CALGARY, Alberta--(BUSINESS WIRE)--Seven Generations Energy Ltd. (TSX: VII)
Seven Generations Energy Ltd. today announced that it has issued notices of conditional redemption (the “Conditional Redemption”) to holders for all of its outstanding 6.750% Senior Notes due 2023 (the “6.750% Notes”) at a redemption price of 100.000% plus accrued and unpaid interest, all of its outstanding 6.875% Senior Notes due 2023 (the “6.875% Notes”) at a redemption price of 101.719% plus accrued and unpaid interest and all of its outstanding 5.375% Senior Notes due 2025 (the “5.375% Notes” and collectively with the 6.750% Notes and 6.875% Notes, the “Notes”) at a redemption price of 104.031% plus accrued and unpaid interest. The Conditional Redemption of the 6.875% Notes and 5.375% Notes is expected to occur on or about April 6, 2021 and the Conditional Redemption of the 6.750% Notes is expected to occur on or about May 1, 2021.
As of March 4, 2021, approximately US$378 million aggregate principal amount of the 6.750% Notes was outstanding, approximately US$114 million aggregate principal amount of the 6.875% Notes was outstanding and approximately US$700 million aggregate principal amount of the 5.375% Notes was outstanding.
Completion of the Conditional Redemption is conditional on the completion of the previously announced business combination transaction (the “Business Combination”) with ARC Resources Ltd. (“ARC”) and, with respect to the 6.875% Notes and the 5.375% Notes, the consummation of a refinancing by ARC in an amount sufficient to fund the redemption of the Notes upon closing of the Business Combination. The Business Combination is subject to shareholder approval for both ARC and Seven Generations, regulatory approvals, and other customary closing conditions, and is expected to close in the second quarter of 2021.
This announcement is neither an offer to sell nor a solicitation of an offer to buy any of these securities and shall not constitute an offer, solicitation or sale in any jurisdiction in which such offer, solicitation or sale is unlawful.
Seven Generations is a low supply-cost energy producer dedicated to stakeholder service, responsible development and generating strong returns from its liquids-rich Kakwa River Project in northwest Alberta. 7G’s corporate office is in Calgary, its operations headquarters is in Grande Prairie and its shares trade on the TSX under the symbol VII. Further information is available on the company’s website: www.7genergy.com.
READER ADVISORY
This news release contains certain forward-looking information and statements that involve various risks, uncertainties and other factors. The use of any of the words "anticipate", "continue", "estimate", "expect", "may", "will", "should", "believe", "plans", and similar expressions are intended to identify forward-looking information or statements. In particular, but without limiting the foregoing, this news release contains forward-looking information and statements pertaining to the following: the timing of completion of the Conditional Redemptions and Business Combination and ARC’s sources of proceeds to fund the Conditional Redemptions upon completion of the Business Combination.

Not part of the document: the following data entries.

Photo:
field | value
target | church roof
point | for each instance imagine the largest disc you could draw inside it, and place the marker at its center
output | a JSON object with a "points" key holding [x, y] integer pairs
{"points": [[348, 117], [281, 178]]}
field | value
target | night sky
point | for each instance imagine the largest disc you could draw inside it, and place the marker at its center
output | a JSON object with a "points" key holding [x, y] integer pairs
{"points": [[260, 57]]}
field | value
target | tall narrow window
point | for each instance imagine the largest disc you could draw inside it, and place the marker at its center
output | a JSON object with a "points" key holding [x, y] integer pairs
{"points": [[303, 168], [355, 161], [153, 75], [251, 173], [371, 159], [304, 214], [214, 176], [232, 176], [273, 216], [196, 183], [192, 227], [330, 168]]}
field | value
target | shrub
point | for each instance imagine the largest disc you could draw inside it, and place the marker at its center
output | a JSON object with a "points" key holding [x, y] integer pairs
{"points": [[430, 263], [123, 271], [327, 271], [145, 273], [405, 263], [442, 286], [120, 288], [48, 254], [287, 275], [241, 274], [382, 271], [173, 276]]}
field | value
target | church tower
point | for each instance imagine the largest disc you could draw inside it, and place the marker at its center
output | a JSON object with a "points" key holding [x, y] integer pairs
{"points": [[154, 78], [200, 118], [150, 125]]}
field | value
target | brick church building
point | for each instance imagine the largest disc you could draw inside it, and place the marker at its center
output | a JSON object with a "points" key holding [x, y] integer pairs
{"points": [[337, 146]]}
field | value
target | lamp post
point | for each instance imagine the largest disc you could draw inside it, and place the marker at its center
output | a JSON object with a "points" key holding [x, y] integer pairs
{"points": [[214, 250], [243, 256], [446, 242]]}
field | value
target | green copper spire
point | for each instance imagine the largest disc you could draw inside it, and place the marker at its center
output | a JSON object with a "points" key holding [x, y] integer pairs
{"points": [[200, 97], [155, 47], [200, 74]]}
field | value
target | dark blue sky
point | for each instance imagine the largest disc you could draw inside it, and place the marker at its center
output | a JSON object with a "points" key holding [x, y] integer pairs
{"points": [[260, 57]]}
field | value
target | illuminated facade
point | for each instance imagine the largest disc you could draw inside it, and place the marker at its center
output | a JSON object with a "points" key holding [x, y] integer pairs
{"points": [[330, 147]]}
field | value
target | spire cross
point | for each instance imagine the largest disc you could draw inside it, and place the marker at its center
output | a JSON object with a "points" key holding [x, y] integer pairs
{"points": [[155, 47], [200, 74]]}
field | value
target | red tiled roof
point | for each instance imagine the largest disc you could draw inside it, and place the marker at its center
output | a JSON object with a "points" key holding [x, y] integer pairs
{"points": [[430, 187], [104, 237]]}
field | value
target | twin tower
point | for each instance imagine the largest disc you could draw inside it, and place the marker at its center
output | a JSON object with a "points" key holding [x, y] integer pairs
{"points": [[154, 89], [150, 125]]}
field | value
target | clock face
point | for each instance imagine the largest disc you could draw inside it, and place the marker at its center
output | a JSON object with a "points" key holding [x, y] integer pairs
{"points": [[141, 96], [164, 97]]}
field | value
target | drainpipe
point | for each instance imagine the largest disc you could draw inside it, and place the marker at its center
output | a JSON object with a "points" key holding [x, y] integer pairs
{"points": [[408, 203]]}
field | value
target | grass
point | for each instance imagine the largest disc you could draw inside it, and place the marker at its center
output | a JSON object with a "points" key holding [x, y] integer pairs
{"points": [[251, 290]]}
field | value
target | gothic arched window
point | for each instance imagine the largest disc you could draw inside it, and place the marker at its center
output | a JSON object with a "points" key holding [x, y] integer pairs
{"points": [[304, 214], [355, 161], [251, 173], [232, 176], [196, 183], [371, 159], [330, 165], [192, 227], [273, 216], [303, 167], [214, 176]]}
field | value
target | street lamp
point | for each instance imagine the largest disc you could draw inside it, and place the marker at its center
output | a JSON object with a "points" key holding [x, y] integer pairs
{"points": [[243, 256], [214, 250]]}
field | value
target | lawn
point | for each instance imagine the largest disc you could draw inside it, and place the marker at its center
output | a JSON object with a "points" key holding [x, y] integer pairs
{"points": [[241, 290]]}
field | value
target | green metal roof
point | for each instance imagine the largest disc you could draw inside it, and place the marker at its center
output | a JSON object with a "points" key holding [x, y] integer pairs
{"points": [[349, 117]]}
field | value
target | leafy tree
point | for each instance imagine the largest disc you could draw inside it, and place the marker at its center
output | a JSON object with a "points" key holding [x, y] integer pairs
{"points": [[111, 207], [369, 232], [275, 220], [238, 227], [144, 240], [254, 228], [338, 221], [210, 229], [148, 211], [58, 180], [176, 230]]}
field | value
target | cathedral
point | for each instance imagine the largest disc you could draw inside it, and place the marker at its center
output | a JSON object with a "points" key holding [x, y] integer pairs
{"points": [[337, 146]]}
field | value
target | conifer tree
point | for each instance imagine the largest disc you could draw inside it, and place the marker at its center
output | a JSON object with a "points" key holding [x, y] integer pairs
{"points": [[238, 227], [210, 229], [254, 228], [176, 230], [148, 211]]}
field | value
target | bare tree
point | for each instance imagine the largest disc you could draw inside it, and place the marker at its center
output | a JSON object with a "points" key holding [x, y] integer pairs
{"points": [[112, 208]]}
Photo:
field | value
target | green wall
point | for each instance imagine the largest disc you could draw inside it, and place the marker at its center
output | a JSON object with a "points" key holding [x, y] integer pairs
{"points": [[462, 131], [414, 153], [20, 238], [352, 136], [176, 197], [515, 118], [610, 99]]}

Developing forward-looking information involves reliance on a number of assumptions and consideration of certain risks and uncertainties, some of which are specific to ARC, Seven Generations, and the combined company, and others that apply to the industry generally. The factors or assumptions on which the forward-looking information is based include, but are not limited to: the ability of ARC and Seven Generations to receive, in a timely manner, the necessary regulatory, court, securityholder, stock exchange, and other third-party approvals; the ability of ARC and Seven Generations to satisfy, in a timely manner, the other conditions to the closing of the transaction; interloper risk; the ability to complete the transaction on the terms contemplated by the business combination agreement between ARC and Seven Generations, and other agreements, including the support agreements, or at all; the impacts the transaction may have on the current credit ratings of ARC and Seven Generations and the credit rating of the combined company following closing; sources of funding for the Conditional Redemption; the combined company's ability to carry out transactions on the desired terms and within the expected timelines; the ongoing impact of novel coronavirus COVID-19 on commodity prices and the global economy; and other risks and uncertainties described from time to time in the filings made by ARC and Seven Generations with securities regulatory authorities.

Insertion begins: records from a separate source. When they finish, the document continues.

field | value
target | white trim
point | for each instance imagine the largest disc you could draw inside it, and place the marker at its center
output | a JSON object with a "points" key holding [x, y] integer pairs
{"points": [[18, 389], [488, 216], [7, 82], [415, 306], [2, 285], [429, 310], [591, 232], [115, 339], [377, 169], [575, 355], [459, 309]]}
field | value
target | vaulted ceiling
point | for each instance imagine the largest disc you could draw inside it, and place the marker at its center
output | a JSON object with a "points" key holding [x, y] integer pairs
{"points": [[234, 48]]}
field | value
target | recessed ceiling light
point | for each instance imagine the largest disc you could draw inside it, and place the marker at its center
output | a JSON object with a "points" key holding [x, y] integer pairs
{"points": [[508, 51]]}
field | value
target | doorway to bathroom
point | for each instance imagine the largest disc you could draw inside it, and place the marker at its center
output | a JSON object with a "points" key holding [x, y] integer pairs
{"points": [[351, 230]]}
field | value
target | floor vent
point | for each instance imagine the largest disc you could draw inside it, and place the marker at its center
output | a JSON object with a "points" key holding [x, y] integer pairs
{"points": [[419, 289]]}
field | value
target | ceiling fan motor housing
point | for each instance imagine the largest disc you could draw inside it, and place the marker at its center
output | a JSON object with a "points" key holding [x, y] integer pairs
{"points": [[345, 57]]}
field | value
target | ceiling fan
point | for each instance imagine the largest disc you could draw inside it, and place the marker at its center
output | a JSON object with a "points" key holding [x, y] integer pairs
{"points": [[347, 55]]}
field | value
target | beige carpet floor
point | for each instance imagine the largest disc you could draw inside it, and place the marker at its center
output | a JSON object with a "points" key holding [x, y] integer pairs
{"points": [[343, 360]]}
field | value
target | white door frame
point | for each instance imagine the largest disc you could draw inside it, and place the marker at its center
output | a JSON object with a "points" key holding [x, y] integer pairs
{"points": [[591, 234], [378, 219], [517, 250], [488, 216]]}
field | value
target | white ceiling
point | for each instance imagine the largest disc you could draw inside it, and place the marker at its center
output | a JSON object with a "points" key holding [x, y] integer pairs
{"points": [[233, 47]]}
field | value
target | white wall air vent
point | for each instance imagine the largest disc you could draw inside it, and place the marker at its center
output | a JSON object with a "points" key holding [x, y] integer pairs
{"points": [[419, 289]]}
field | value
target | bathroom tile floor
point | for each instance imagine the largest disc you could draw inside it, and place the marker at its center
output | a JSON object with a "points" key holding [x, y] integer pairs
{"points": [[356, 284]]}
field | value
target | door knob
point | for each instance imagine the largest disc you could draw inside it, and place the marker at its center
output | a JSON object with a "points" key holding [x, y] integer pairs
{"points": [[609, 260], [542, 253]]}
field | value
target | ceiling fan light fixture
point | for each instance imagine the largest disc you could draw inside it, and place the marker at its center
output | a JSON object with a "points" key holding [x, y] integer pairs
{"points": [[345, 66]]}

Readers are cautioned that the foregoing lists of factors are not exhaustive. Events or circumstances could cause actual results to differ materially from those estimated or projected and expressed in, or implied by, the forward-looking information. Readers should carefully consider the risk factors discussed in each of ARC's and Seven Generations' most recent management's discussion and analysis and annual information form.
Readers are cautioned against unduly relying on forward-looking statements which, by their nature, involve numerous assumptions, risks and uncertainties that may cause such statements not to occur, or results to differ materially from those expressed or implied.
The forward-looking statements contained in this news release speak only as of the date hereof, and the Company does not assume any obligation to publicly update or revise them to reflect new events or circumstances, except as may be required pursuant to applicable laws.
Seven Generations Energy Ltd. is referred to herein as Seven Generations Energy, Seven Generations, 7G and the Company.